Oren Meyers of the University of Haifa claimed the scandal highlights bad journalistic practices. However, the reality is that the story of Fatma was bought into by a public that actually thinks most Arabs have 17 children; they bought into a caricature because the media has perpetuated this exotic stereotype.
For example, Neta Ziv, a law professor at Tel Aviv University, wrote of villagers in the south Hebron hills that “they plant and harvest in the area by the sweat of their brow.” Doesn’t that language sound a little too pat to be true, like the story of Fatma? The reason the stories of Arabs can only be told by outsiders is that Arabs are viewed almost as pieces of the landscape, rather than as actual people. Therefore almost every article about the “plight” of Beit Safafa, the villages in the south Hebron hills, Wadi Ara or Beduin villages in the Negev is penned by Israelis or other visitors, who “inform” the public and speak for the Arabs.
Usually this takes the form of activists going on a “tour” of the area and then “reporting” about what they saw.

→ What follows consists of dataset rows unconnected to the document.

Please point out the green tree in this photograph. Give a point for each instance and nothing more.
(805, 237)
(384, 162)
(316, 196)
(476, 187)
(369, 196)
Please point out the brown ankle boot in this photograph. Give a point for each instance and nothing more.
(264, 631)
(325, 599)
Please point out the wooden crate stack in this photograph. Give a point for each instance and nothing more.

For instance, the last half-dozen op-eds in Haaretz supporting Israel’s Negev Beduin have been written by men and women with names like Yariv, Moriel, Amnon, Israel and Moshe.
The notion is that “we” know the Beduin better than they know themselves.
Is this because by colonizing their narrative and perpetuating these myths, NGOs can raise more money? Levy and Levac claim they went to Jinba with “Ezra Nawi, an activist in Ta’ayush, an Israeli-Palestinian political nonprofit organization. Without him, and without the other devoted activists – along with long-time volunteer attorney Shlomo Lecker, members of the Rabbis for Human Rights and Breaking the Silence organizations who work in the vicinity day and night – the ethnic cleansing would long since have been completed here.”
Outsiders taking credit for “saving” Arabs is simply a modern-day variation on the “white man’s burden”; only intervention by the West can save the East.
In some cases when Arabs don’t fit the narrative, their identities are even changed. A Palestinian woman from Azariya near Jerusalem whose Negev Beduin husband murdered her children was turned into an “abused Beduin mother” from the Negev by one Israeli NGO leader. Her identity was changed from modern urban woman to rural Beduin to fit a narrative.
The twin perception of the Arabs as parts of the landscape, rather than real, contemporary people, and the desire to communicate their views through third parties represent a racist assault on their humanity; a holdover from the 19th century.
Some people think they help Arabs by describing them as a “noble savages” in need of saving, but just as the original “noble savage” was deeply harmed by such notions of what was best for them and by not being viewed and treated as equals, sharing all the virtues and foibles of all people, so Palestinians are being harmed. They don’t need to live in caves and work fictional farmland by the sweat of their brow in order to be victims of state neglect, or of discrimination.